Does a single cup of coffee at dinner alter the sleep? A controlled cross-over randomised trial in real-life conditions
Nutrition & Dietetics, 06/29/2012
Lloret–Linares C et al. – Even a single cup of caffeinated coffee consumed before bedtime in real–life conditions causes a deterioration in the quality of sleep in caffeine–sensitive subjects.Methods
- Sixty–three healthy men and women, who considered themselves to be caffeine sensitive were included in a double–blind, cross–over trial, randomised to receive either caffeinated coffee containing 90 mg of caffeine, or, as control, a dose of decaffeinated coffee containing 4.5 mg caffeine, taken after dinner.

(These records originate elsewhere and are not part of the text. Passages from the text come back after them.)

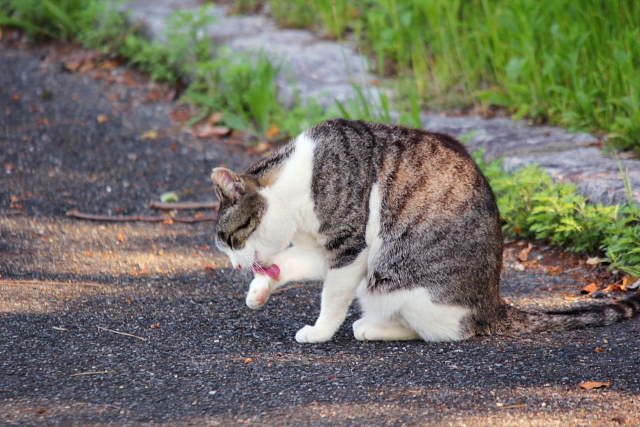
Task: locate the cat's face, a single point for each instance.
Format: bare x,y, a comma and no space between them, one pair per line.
242,208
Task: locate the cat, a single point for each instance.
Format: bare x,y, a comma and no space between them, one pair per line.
401,218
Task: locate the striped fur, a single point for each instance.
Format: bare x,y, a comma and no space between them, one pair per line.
401,217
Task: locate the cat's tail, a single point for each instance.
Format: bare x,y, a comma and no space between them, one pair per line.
516,321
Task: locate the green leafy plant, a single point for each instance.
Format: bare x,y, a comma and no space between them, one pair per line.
533,206
566,62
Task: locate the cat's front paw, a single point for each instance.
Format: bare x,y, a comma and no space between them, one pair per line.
259,292
310,334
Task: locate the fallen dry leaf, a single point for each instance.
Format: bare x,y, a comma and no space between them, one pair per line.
215,118
590,385
614,288
150,134
630,282
590,288
523,255
554,271
273,131
108,64
207,130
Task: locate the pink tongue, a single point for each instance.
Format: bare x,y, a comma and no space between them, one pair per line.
273,271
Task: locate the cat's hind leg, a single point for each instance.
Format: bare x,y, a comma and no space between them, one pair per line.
338,291
408,314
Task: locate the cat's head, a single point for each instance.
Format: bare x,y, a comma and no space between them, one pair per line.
241,211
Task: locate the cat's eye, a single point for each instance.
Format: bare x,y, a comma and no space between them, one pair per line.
246,224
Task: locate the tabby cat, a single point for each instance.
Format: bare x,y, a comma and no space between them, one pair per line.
401,218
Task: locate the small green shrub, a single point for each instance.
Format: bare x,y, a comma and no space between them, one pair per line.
533,206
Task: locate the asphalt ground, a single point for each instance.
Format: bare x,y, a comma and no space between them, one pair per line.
139,323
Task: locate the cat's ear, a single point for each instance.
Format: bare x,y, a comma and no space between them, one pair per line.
228,184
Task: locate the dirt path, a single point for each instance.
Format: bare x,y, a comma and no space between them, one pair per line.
194,354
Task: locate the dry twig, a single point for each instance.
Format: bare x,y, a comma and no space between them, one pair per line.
45,283
121,333
80,215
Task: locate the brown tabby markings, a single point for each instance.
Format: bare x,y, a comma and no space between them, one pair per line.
439,226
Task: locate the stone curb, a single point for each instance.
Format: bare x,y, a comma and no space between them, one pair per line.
325,71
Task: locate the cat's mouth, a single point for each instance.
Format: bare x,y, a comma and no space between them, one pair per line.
272,271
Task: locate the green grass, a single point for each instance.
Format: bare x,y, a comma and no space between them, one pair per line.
572,63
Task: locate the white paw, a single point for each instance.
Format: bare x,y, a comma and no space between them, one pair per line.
313,334
360,326
259,292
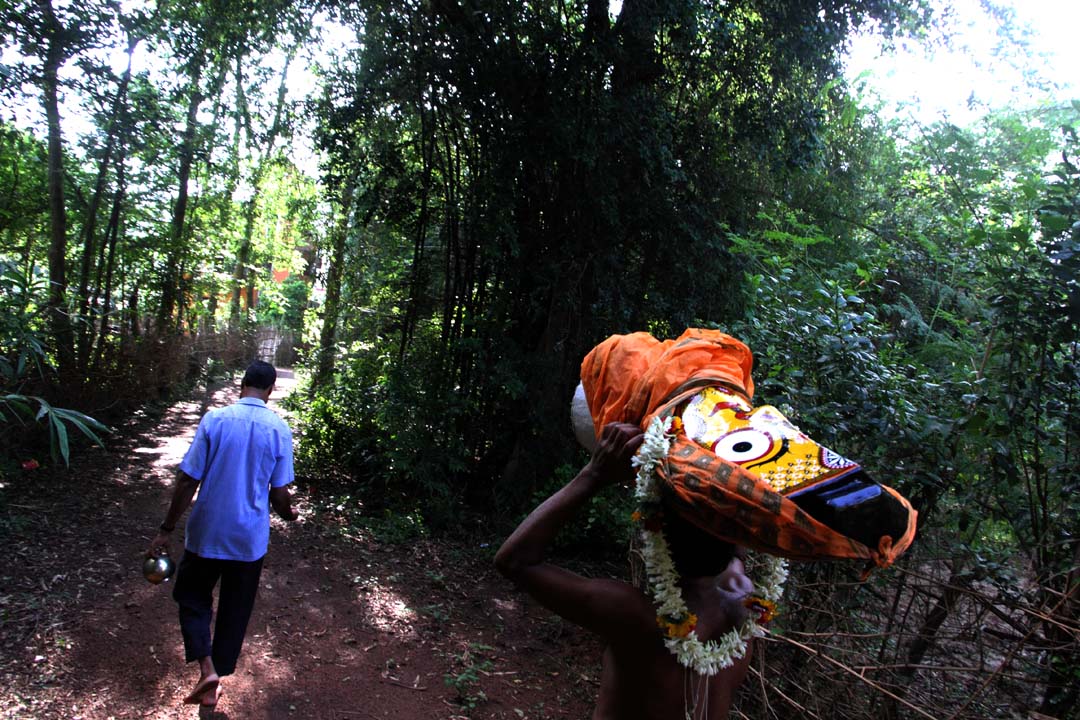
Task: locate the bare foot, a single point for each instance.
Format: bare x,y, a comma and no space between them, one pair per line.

- The primary outcome measure was the degree of sleep disturbance, scored on a visual analogue scale, ranging from 0 (excellent sleep) to 100 (very disturbed sleep).
- Ancillary criteria were patients' reported estimate of sleep latency, and how often the subjects reported waking.
- Mean age of subjects was 30.5 ± 12 years.
- The quality of sleep was significantly worse with caffeinated (mean 30.8 ± 22.7) than with decaffeinated coffee (mean 19.5 ± 16.9), P = 0.001.
- Caffeinated coffee also significantly increased the sleep latency (mean difference 17 ± 31 minutes, P < 0.001) and the frequency of waking (mean 1.3 vs 0.8 episodes in the night, P = 0.006) compared with decaffeinated coffee.